Sunday, January 6, 2008


a homily delivered by the Rev. Dr. Tim W. Jensen
at the First Parish Church in Portland, Maine
Sunday January 5th, 2008

OPENING WORDS: A New Year's Prayer for 2008 by the Rev. Chuck Currie.

Loving Creator,

Long ago you brought life from cosmic chaos.

For over 4.5 billion years your creation has evolved.

Along the way humanity has stumbled as we have matured.

Yet you have never abandoned us.

A New Year has dawned.

Help us to make this the year we take our stewardship over creation seriously.

Guide us to protect your forests and oceans.

Give us the wisdom to look after all life (even the “creeping things”.)

Help us to recognize the interconnectedness we humans share with the oceans, the mountains, the forests, the deserts.

Help us to recognize the interconnectedness we humans share with other humans though we may worship differently.

Bestow on us the courage of the Prophets of old so that we may speak truth to power in your Holy name.

Another year, O God.

Another year to do justice.

Another year to love kindness.

Another year to walk humbly with you (Micah 6:8).

Praise be to God!



How many of you have ever had the pleasure of discovering a really great new restaurant? Not one of those fancy, formulaic, heavily-advertised chain restaurants coming soon to a mall parking lot near you. But a quiet little neighborhood place, with great food and friendly service -- maybe you're walking by one evening and poke your nose in just to see what it’s like, then you go back again and bring a friend, and the next thing you know, you’re one of the regulars. All the servers know you by name (and probably know what you’re going to order before you can even open your mouth); you’re friends with the chef, and you’re eating there maybe two or three times a month (or if you’re like me, two or three times a week).

The only problem is, if it’s REALLY a good restaurant, other people are going to find out about it too.
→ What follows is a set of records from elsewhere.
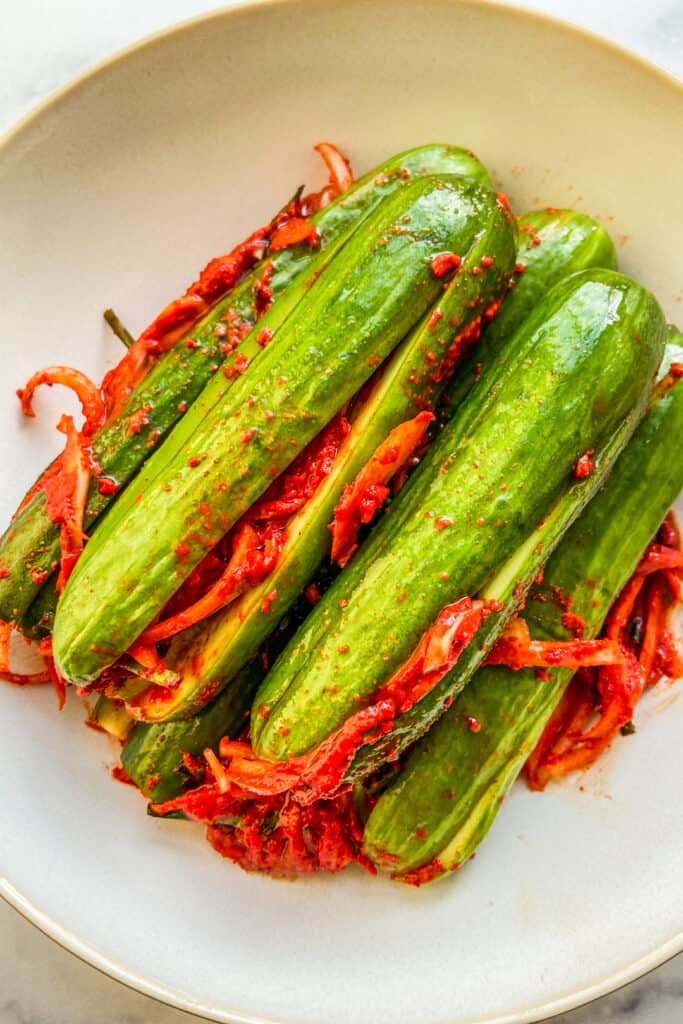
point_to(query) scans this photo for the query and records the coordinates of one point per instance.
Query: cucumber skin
(451, 788)
(153, 755)
(366, 628)
(558, 243)
(31, 545)
(209, 654)
(347, 321)
(215, 650)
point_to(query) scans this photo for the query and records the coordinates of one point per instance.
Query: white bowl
(117, 192)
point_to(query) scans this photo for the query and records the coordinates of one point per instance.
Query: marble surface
(45, 44)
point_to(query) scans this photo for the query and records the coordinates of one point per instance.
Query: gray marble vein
(43, 46)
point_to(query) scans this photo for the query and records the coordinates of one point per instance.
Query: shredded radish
(360, 499)
(516, 650)
(319, 774)
(638, 624)
(88, 394)
(257, 541)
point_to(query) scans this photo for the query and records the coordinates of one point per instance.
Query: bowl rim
(29, 910)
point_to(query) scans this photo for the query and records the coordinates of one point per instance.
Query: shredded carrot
(87, 393)
(360, 499)
(319, 774)
(638, 624)
(516, 650)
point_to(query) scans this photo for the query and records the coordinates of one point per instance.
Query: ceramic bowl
(116, 192)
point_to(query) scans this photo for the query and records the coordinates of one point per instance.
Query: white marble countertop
(45, 44)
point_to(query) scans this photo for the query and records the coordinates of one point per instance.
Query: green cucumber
(112, 717)
(208, 655)
(153, 756)
(214, 650)
(30, 548)
(578, 375)
(441, 804)
(551, 245)
(351, 317)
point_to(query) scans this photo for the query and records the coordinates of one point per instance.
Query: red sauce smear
(48, 675)
(319, 774)
(443, 263)
(258, 539)
(87, 393)
(360, 499)
(67, 503)
(585, 466)
(66, 497)
(601, 700)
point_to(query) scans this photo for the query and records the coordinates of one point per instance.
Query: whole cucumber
(413, 379)
(579, 373)
(30, 548)
(551, 245)
(375, 290)
(445, 798)
(568, 242)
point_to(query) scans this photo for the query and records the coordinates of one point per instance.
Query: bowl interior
(116, 194)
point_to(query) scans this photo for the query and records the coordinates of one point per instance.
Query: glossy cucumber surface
(30, 548)
(445, 798)
(351, 317)
(579, 370)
Then the place gets reviewed, and the next thing you know it’s hard to get a table, and the service starts to seem a little sloppy and less personal, and the food’s not quite as good as you remember it...and, of course, the prices are higher too. So maybe you stop going quite as often as you used to, because it’s just not the same as it used to be, although it’s hard not to feel happy for the owners, since after all you are a regular and they are your friends and this is exactly what they were hoping for all along. Yet as nostalgic as we may feel for the good old days, I think it’s also important to remember that every new person who discovers “our” restaurant is just as thrilled about their discovery as we were the first time we sat down and opened up the menu. Because they don’t remember how it used to be; for them the excitement is in the here and now.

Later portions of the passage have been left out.